Mr. Samuel Williams, aged eleven, and congenial to Penrod in years, sex, and disposition, appeared in the doorway, shaking into foam a black liquid within a pint bottle, stoppered by a thumb.
“Yay, Penrod!” the visitor gave greeting.
“Yay,” said Penrod with slight enthusiasm. “What you got?”
“Lickrish water.”
“Drinkin’s!” demanded Penrod promptly. This is equivalent to the cry of “Biters” when an apple is shown, and establishes unquestionable title.
“Down to there!” stipulated Sam, removing his thumb to affix it firmly as a mark upon the side of the bottle a check upon gormandizing that remained carefully in place while Penrod drank.
This rite concluded, the visitor’s eye fell upon the basket deposited by Della. He emitted tokens of pleasure.
“Looky! Looky! Looky there! That ain’t any good pile o’ stuff — oh, no!”
“What for?”
“Drug store!” shouted Sam. “We’ll be partners — —”
“Or else,” Penrod suggested, “I’ll run the drug store and you be a customer — —”
“No! Partners!” insisted Sam with such conviction that his host yielded; and within ten minutes the drug store was doing a heavy business with imaginary patrons. Improvising counters with boards and boxes, and setting forth a very druggish-looking stock from the basket, each of the partners found occupation to his taste — Penrod as salesman and Sam as prescription clerk.
“Here you are, madam!” said Penrod briskly, offering a vial of Sam’s mixing to an invisible matron. “This will cure your husband in a few minutes. Here’s the camphor, mister. Call again! Fifty cents’ worth of pills? Yes, madam. There you are! Hurry up with that dose for the nigger lady, Bill!”
“I’ll ‘tend to it soon’s I get time, Jim,” replied the prescription clerk. “I’m busy fixin’ the smallpox med
icine for the sick policeman downtown.”
Penrod stopped sales to watch this operation. Sam had found an empty pint bottle and, with the pursed lips and measuring eye of a great chemist, was engaged in filling it from other bottles.
First, he poured into it some of the syrup from the condemned preserves; and a quantity of extinct hair oil; next the remaining contents of a dozen small vials cryptically labelled with physicians’ prescriptions; then some remnants of catsup and essence of beef and what was left in several bottles of mouthwash; after that a quantity of rejected flavouring extract — topping off by shaking into the mouth of the bottle various powders from small pink papers, relics of Mr. Schofield’s influenza of the preceding winter.
Sam examined the combination with concern, appearing unsatisfied. “We got to make that smallpox medicine good and strong!” he remarked; and, his artistic sense growing more powerful than his appetite, he poured about a quarter of the licorice water into the smallpox medicine.

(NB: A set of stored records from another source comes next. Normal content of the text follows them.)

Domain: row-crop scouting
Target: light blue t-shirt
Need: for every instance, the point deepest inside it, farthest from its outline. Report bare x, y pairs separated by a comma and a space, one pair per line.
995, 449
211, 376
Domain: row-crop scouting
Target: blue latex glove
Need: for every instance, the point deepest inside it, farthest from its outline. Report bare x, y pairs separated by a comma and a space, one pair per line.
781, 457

“What you doin’?” protested Penrod. “What you want to waste that lickrish water for? We ought to keep it to drink when we’re tired.”
“I guess I got a right to use my own lickrish water any way I want to,” replied the prescription clerk. “I tell you, you can’t get smallpox medicine too strong. Look at her now!” He held the bottle up admiringly. “She’s as black as lickrish. I bet you she’s strong all right!”

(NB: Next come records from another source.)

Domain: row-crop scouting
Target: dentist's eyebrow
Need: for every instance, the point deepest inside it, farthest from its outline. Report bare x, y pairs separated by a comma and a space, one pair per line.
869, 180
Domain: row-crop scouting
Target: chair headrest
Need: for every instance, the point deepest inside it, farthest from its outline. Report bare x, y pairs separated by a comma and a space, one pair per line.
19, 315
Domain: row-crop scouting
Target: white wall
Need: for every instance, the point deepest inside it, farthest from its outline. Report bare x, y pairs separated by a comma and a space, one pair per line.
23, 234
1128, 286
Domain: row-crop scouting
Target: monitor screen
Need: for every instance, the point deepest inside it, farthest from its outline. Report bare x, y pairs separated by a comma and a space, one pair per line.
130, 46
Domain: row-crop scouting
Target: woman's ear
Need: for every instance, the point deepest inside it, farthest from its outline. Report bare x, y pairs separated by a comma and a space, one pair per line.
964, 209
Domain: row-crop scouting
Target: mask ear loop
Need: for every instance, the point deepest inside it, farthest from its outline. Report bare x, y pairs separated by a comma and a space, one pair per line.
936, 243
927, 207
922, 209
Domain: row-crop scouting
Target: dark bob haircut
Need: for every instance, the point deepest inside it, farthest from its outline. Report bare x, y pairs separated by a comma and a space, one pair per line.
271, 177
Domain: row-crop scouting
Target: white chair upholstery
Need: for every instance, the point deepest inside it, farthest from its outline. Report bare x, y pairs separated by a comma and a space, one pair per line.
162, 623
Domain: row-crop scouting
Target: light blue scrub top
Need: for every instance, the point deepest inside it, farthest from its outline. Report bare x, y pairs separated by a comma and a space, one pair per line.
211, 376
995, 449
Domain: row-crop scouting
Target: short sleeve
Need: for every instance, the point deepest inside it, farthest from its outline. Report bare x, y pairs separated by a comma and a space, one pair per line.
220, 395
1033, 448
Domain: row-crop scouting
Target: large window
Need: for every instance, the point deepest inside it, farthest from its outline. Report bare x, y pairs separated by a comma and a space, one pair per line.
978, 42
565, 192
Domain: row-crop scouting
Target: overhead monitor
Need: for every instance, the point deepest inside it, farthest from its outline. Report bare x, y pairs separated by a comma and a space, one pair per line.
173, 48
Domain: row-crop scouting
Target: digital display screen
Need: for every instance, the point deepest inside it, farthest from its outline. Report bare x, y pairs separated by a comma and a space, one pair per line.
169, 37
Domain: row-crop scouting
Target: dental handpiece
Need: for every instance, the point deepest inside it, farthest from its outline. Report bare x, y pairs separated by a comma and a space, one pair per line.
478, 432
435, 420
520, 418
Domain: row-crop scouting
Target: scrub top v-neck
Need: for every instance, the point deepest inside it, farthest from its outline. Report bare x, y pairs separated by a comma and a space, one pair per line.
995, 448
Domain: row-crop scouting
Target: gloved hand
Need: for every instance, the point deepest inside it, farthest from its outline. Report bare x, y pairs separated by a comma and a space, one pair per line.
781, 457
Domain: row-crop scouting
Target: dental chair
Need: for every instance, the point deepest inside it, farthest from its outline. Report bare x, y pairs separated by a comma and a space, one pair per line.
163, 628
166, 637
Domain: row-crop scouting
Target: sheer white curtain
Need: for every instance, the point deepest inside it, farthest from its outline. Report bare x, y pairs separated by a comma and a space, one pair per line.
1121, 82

“I wonder how she tastes?” said Penrod thoughtfully.
“Don’t smell so awful much,” observed Sam, sniffing the bottle— “a good deal, though!”
“I wonder if it’d make us sick to drink it?” said Penrod.
Sam looked at the bottle thoughtfully; then his eye, wandering, fell upon Duke, placidly curled up near the door, and lighted with the advent of an idea new to him, but old, old in the world — older than Egypt!
“Let’s give Duke some!” he cried.
That was the spark. They acted immediately; and a minute later Duke, released from custody with a competent potion of the smallpox medicine inside him, settled conclusively their doubts concerning its effect. The patient animal, accustomed to expect the worst at all times, walked out of the door, shaking his head with an air of considerable annoyance, opening and closing his mouth with singular energy — and so repeatedly that they began to count the number of times he did it. Sam thought it was thirty-nine times, but Penrod had counted forty-one before other and more striking symptoms appeared.